The first band up was Pink Pajamas.
The lead vocalist explained that the name came from a dream she had - funny bit of patter explaining it, but I didn't catch all of the details.
They were fun - some odd costumes which gave them some visual interest, but the lighting was very dim. The videos end up being a little hard to see. I liked this song, but it's so dim you can't see much of anything:
This song wasn't quite as nice, but someone turned at least a little light on so you can make out more detail:
The lead vocalist has a good expressive voice and flashed some fun moves - kicks and jumps - and the music had a fairly nice grinding edge to it. Not bad for the intro act at a free show.
Next up was Bourgeois Bulletwound - love that name, it's got it all: alliteration, violence, class references - cool! They used a power trio (bass, drums and guitar) plus a secret weapon: a violinist. I had my usual difficulties framing things, here you can see the guitarist/vocalist and violinist:
...while in this one (from the concessions stand) you can sort of see the drummer and the back side of the bassist. Not my best work.
The three out front had hats, all different, but the drummer didn't. Not sure if that was a style choice, or just a reaction to the typical cold wet and windy Seattle spring weather. At least the video has better lighting, they must have left a few more lights on:
I'm afraid my video doesn't really do them (or the openers) justice, Loading Video has a video that does them much better justice. They had the audience dancing and enjoying things, as one of the bands mentioned "wow - the crowd is dancing, and there's no booze involved!" I know my tendency to dance (well, pogo and thrash around, that's about as close as I come) increases with alcohol.
The violin fit well with their sound, the vocalist/guitarist did a good job, and the rhythm section held things together nicely. Appealing band, fun to watch and even more fun to bounce around to. Their second to last song was a 10 minute epic that had me jumping around, very nice work.
The final band was E-Clec-Ti-City, a pretty big band with a horn section (is a duo a section?). They had a drummer, bass, guitar, stand-up drummer (is that a conga? not very well informed on drum terminology), an organ player, a trombone and a saxophone.
They were a very tight unit with excellent intricate arrangements.
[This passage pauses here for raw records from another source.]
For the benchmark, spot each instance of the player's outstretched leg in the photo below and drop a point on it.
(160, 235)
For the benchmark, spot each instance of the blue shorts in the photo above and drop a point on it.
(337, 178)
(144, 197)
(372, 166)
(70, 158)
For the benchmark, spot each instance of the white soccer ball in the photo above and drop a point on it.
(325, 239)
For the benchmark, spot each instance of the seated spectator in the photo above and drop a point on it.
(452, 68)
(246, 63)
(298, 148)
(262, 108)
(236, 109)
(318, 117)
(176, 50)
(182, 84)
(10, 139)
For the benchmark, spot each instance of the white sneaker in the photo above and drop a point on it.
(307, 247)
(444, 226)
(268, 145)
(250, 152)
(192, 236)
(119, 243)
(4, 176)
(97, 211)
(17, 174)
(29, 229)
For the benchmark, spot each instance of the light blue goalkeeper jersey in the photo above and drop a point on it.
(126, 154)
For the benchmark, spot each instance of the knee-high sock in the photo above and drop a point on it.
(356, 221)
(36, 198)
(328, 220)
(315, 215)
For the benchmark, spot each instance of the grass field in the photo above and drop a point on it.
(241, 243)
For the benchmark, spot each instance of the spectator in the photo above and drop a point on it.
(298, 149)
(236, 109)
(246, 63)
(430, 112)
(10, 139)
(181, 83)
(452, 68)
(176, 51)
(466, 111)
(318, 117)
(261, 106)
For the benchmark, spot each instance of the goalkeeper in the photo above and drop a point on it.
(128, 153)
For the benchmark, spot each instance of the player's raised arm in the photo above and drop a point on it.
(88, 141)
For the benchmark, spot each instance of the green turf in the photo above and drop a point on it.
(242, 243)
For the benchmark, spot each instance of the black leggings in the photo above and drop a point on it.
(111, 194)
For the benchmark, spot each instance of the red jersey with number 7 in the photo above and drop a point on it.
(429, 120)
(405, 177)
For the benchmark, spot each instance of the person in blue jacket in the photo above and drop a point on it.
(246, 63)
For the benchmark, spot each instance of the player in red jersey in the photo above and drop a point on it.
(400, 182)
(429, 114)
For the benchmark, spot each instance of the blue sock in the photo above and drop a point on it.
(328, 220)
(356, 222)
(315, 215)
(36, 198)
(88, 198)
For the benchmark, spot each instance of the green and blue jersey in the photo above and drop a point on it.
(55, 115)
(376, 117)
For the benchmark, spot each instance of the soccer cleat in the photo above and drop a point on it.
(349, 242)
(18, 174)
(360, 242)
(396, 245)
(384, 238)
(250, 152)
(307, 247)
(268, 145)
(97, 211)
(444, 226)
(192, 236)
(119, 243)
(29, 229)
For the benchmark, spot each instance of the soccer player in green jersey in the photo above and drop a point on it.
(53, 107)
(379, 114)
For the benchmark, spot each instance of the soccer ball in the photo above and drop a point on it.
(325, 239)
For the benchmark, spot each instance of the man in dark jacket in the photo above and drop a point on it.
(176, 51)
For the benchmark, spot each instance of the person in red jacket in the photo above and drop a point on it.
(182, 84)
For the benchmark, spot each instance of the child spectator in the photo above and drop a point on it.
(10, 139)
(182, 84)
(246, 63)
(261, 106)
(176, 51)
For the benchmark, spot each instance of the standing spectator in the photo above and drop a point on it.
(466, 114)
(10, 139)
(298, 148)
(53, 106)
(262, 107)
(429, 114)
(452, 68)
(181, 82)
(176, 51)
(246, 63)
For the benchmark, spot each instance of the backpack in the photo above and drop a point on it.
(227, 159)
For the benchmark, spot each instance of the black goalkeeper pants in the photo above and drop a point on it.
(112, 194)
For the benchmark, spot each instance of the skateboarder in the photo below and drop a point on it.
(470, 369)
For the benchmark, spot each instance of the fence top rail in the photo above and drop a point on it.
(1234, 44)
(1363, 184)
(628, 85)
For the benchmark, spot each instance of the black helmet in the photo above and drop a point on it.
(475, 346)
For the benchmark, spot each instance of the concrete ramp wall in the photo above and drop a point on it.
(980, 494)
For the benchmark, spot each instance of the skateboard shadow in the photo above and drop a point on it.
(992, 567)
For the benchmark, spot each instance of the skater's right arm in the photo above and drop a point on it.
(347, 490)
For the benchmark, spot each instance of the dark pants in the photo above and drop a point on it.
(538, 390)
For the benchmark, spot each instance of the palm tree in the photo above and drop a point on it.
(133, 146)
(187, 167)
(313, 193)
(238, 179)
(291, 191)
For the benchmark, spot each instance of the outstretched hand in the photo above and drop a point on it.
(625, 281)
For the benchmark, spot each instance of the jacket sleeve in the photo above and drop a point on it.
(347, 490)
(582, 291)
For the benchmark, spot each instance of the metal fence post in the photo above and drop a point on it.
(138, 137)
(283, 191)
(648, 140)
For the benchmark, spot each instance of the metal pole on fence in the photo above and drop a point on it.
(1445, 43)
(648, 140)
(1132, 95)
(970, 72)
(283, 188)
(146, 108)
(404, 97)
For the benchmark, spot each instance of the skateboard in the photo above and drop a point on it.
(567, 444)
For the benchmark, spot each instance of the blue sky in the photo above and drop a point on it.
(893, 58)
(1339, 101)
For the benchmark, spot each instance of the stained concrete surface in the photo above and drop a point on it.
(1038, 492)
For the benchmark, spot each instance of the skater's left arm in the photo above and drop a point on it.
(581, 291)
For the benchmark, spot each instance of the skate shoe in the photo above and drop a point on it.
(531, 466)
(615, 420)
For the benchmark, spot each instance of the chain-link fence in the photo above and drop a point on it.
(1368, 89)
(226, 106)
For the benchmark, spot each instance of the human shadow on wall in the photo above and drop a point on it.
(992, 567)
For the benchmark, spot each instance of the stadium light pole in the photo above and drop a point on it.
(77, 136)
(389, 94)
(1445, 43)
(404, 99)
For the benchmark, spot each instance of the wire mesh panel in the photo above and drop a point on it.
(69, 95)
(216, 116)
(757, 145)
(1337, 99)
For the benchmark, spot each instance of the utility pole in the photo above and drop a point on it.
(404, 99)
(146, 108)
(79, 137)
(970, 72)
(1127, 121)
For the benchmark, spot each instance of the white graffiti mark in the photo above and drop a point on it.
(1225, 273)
Good songs obviously very well practiced - they'd hit a break and suddenly all blast out a note, then a rest, then a different note/chord, then a rest, and play a measure or two with a very choppy on/off sound, then jump right back into the song, all together with no mess or slop. It takes a very confident and well practiced band to pull that off, and they did it on several songs.
They also did some interesting improvisation, and the guitarist could be heard rearranging things on the fly (at least by me, back in the concessions stand). They'd be doing a slower buildup in an intro, and he'd turn and yell "not yet, not yet" off the mic so the PA didn't pick it up, and they'd stretch the intro and perhaps some improv our for a few more measures, then blast on into the song as if it was all routine, changing and extending on the fly was no big deal at all.
They did some rock-n-roll sounding stuff, a little reggae and ska sounding stuff, yet they also made me think of jazz bands with their improv approach and some fairly intricate rhythmic progressions. My daughter (who was selling tacos at the show) disagreed with me when I said it made me think of jazz, so maybe I'm way off base, but that's how I reacted to it.
The crowd ate it up, dancing and applauding to every number and enjoying the heck out of an excellent show. When the show ended we had lots of the audience hanging around to visit the bands and bask in the glow of an excellent show, and some of the musicians ended up jamming and playing around in the show room for a while after the show. It took a while to clean up and get out of the venue, but it was well worth it. You don't put on a show like that unless you really love performing music and all of the interpersonal work it takes to get that tight, and that informs your attitude. These guys loved playing music, and it showed, and we loved listening to it.
Another awesome free (free!) Veracity show, I don't know how Monica keeps coming up with such great lineups, she always tells me "it's easy, just ask" - yeah, it's easy if you know a whole pile of good bands who are willing to play for free if you ask. I'm pretty sure the shows wouldn't be nearly as cool if I was booking them, but at least now I know another 3 cool bands that are willing to put on a free show and kick some ass while doing it!